CONSTITUTIONAL INTERPRETATION
deferring to democratic choices of the lawmaking branches
- Constitutional interpretation sparks enormous acrimony, but everyone from liberal U.S. Senator Dianne Feinstein to conservative Judge Bork, acknowledge this undeniable truth: the Constitution is the "trump card" in our political system, and courts decide what it means.
- The judiciary should not be, as Justice Black famously warned, a day-in, day-out constitutional convention that usurps power from the people and the people's elected representatives.
- As countless conservative scholars including Judge Bork have noted, either the Constitution and statutes are in fact law and therefore controlling or they are pliable words that a willful judge can freely amend to ensure a desired political or cultural outcome.
- Judicial activism is particularly dangerous when judges are construing a constitutional provision.

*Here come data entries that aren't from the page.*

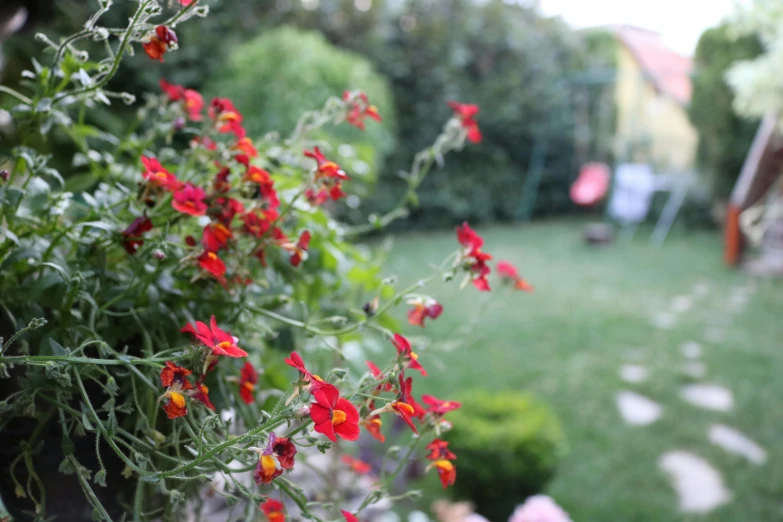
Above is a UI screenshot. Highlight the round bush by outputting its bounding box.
[447,391,565,520]
[204,27,394,193]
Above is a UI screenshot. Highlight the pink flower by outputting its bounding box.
[508,495,571,522]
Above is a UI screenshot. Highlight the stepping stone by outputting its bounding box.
[682,361,707,379]
[620,364,649,383]
[652,312,676,330]
[671,295,693,314]
[658,451,732,514]
[615,390,663,426]
[707,424,767,464]
[680,384,734,411]
[680,341,701,359]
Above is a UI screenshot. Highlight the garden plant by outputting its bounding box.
[0,0,530,522]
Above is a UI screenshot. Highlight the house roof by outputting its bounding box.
[611,25,693,105]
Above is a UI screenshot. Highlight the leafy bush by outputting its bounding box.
[0,0,532,522]
[449,391,565,520]
[688,22,761,199]
[204,27,394,197]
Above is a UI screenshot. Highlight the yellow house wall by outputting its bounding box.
[615,45,698,170]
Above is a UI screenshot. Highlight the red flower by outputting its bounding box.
[250,432,296,485]
[122,216,152,255]
[343,91,381,130]
[239,362,258,404]
[171,183,207,216]
[184,89,204,121]
[201,223,233,251]
[142,25,177,62]
[340,455,372,475]
[304,147,349,181]
[421,395,462,415]
[182,315,247,357]
[158,78,185,101]
[432,460,457,489]
[408,299,443,328]
[231,136,258,156]
[160,361,193,419]
[497,261,533,292]
[192,382,215,411]
[392,334,427,377]
[242,209,279,238]
[259,498,285,522]
[141,156,182,192]
[457,222,492,292]
[340,509,359,522]
[310,383,359,442]
[212,167,231,192]
[427,439,457,460]
[198,250,226,279]
[281,230,311,266]
[448,101,481,143]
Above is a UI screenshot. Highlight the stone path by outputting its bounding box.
[615,283,767,514]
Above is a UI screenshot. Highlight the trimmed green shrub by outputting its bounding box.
[447,391,565,520]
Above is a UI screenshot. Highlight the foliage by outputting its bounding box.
[726,0,783,122]
[688,25,761,199]
[204,27,394,195]
[449,391,564,520]
[0,0,520,521]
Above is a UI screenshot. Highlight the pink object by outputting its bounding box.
[570,163,611,207]
[508,495,571,522]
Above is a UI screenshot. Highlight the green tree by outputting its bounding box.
[688,25,761,199]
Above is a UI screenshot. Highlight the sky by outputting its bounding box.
[539,0,735,56]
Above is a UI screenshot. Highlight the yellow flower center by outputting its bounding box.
[261,455,277,475]
[332,410,346,426]
[169,392,185,408]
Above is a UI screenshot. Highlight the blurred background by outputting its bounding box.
[0,0,783,522]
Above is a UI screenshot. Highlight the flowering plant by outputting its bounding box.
[0,0,528,522]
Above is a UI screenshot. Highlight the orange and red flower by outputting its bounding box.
[141,156,182,192]
[340,455,372,475]
[343,91,381,130]
[408,298,443,328]
[197,250,226,280]
[258,498,285,522]
[142,25,177,62]
[457,222,492,292]
[421,395,462,415]
[160,361,193,419]
[392,334,427,377]
[201,223,233,252]
[180,315,247,357]
[497,261,533,292]
[310,383,359,442]
[250,432,296,484]
[122,216,152,255]
[239,362,258,404]
[427,439,457,460]
[171,183,208,216]
[448,101,481,143]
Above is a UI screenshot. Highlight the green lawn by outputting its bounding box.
[382,218,783,522]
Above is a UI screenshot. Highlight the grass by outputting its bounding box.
[380,218,783,522]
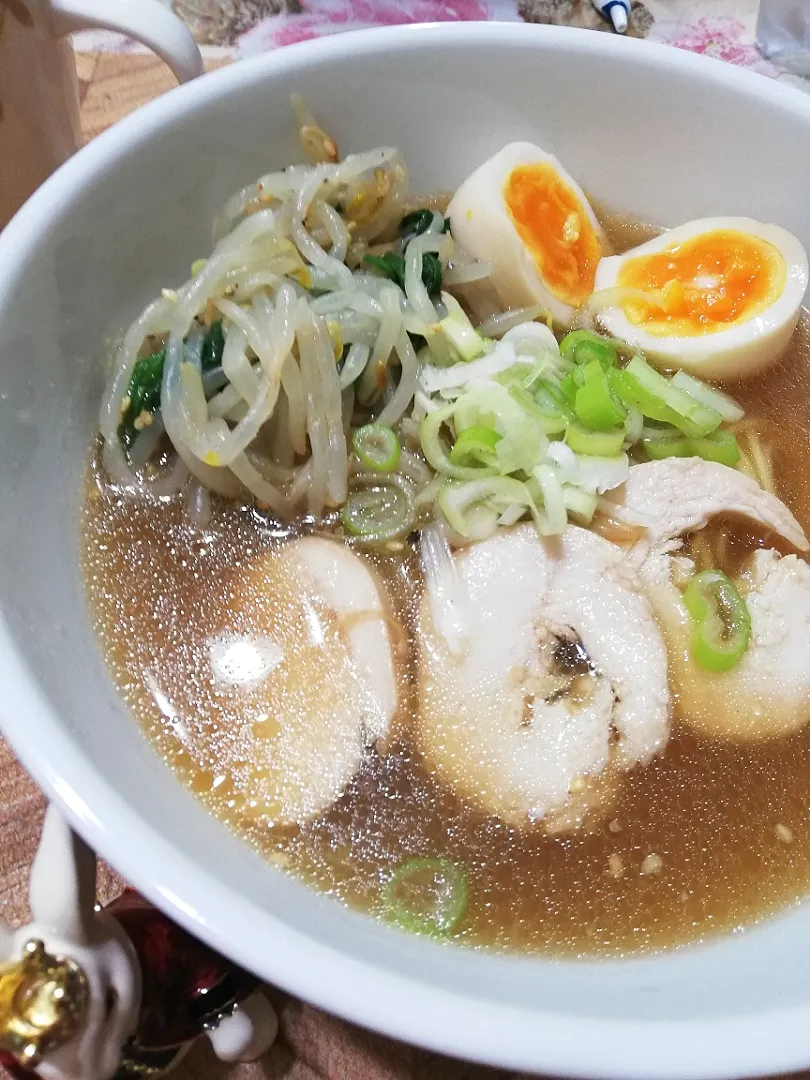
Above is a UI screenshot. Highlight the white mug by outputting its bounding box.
[0,0,203,229]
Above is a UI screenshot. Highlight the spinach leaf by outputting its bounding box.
[400,210,433,239]
[422,252,442,296]
[363,252,405,288]
[118,349,166,450]
[200,320,225,372]
[363,252,442,296]
[118,321,225,450]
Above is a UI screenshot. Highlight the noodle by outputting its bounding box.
[99,113,490,521]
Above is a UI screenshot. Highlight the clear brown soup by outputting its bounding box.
[81,210,810,955]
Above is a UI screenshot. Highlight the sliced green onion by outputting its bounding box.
[559,367,585,409]
[437,476,539,540]
[340,476,414,543]
[509,387,568,435]
[534,465,568,536]
[449,424,503,465]
[559,330,617,370]
[642,431,740,467]
[671,372,745,423]
[438,293,486,362]
[382,859,470,935]
[352,423,402,472]
[565,420,624,458]
[573,360,626,431]
[617,356,723,435]
[419,404,498,480]
[624,408,644,446]
[563,484,598,525]
[684,570,751,672]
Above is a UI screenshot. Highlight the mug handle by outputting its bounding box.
[50,0,204,82]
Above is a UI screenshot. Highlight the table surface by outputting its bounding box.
[0,6,810,1080]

If a court missteps when interpreting a statute, the legislative body can simply pass a new statute. But if a willful court rules that something is constitutionally enshrined, only a later court decision (or a constitutional amendment adopted by the people) can overrule it. This is why conservatives like Justice Scalia bemoan such activist constitutional decisions as "virtually irreparable."
- This much is true, as Professor Lino Graglia and others have noted: if courts exercised judicial restraint and struck down as unconstitutional only those laws that obviously clash with the Constitution's text, judicial confirmation wars on the federal level would be much tamer.
* My judicial philosophy is the product of 20-plus years of deep immersion in the writings and speeches of eminent judicial conservatives, especially Justices Scalia and Thomas, Chief Justice Rehnquist, Judge Robert Bork, and many others. I have studied, questioned and integrated into my own approach the language and arguments of countless conservative jurists and scholars, and my views as a judge, while entirely my own, certainly reflect and are deeply influenced by these leading authorities.